You may wonder what happened during the 37 minutes of email silence to the whole deployment group ? Here is the private emails that did not make it to whole deployment group distribution list: At 8:10 am, in a private email to the lead developer, the other developer panics and suggests to call another Dba. At 8:11 am, in a private email to his development partner, the lead developer starts panicking himself: “Crap, I think you are right, I called him at home no answer!!!” At 8:16 am: In a private email to the lead developer, the development partner confirms that the database access security is the remaining obstacle. At 8:16 am: In a private email the lead informs that he is on the phone working the resolution of the database access issue with the Dba. For 10 minutes, the lead developer was trying to contact the Dba at home. Once the two were working together on the phone, it took them half an hour to resolve the issue. Consider that those two individuals were using phone and email to resolve the issue while linked to the network servers via VPN. They were separated from each other by 40 to 50 miles.
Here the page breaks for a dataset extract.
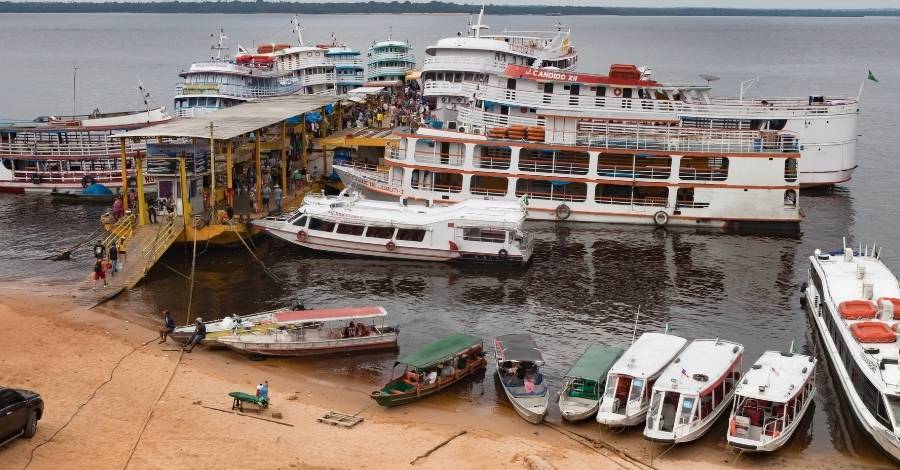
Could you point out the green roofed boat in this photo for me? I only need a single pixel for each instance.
(580, 396)
(433, 368)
OK, so would you consider this to be a successful software application deployment? What lessons can we learn from this short story? And what does this story has to do with Global Warming? Could the Dba and the Lead Developer have resolved the issue faster while both being offsite ? If so how ? Could the Dba and the Lead Developer have resolved the issue faster while both being onsite ? So, yes, if as the CIO you consider this deployment to be critical, then the Technical Manager, the Project Manager, somebody was at fault to have allowed most members of the deployment team to work offsite. If you are of the point of view that only the end result matters, then whether the main actors to the deployment were in the same room or remote may not matter to you.

We live in a world where medical images are routinely read in India, where software engineers in Russia develop graphic engines for American software companies, where websites for large organizations routinely are hosted in multiple facilities around the planet and where we need to reduce our hydro-carbons consumption while substantively reduce our production of green house gazes. In the context of our global economy and the complexity of intertwined interests and relationships spanning the planet, how do we solve very complex technical issues efficiently and while not being in each other’s immediate proximity?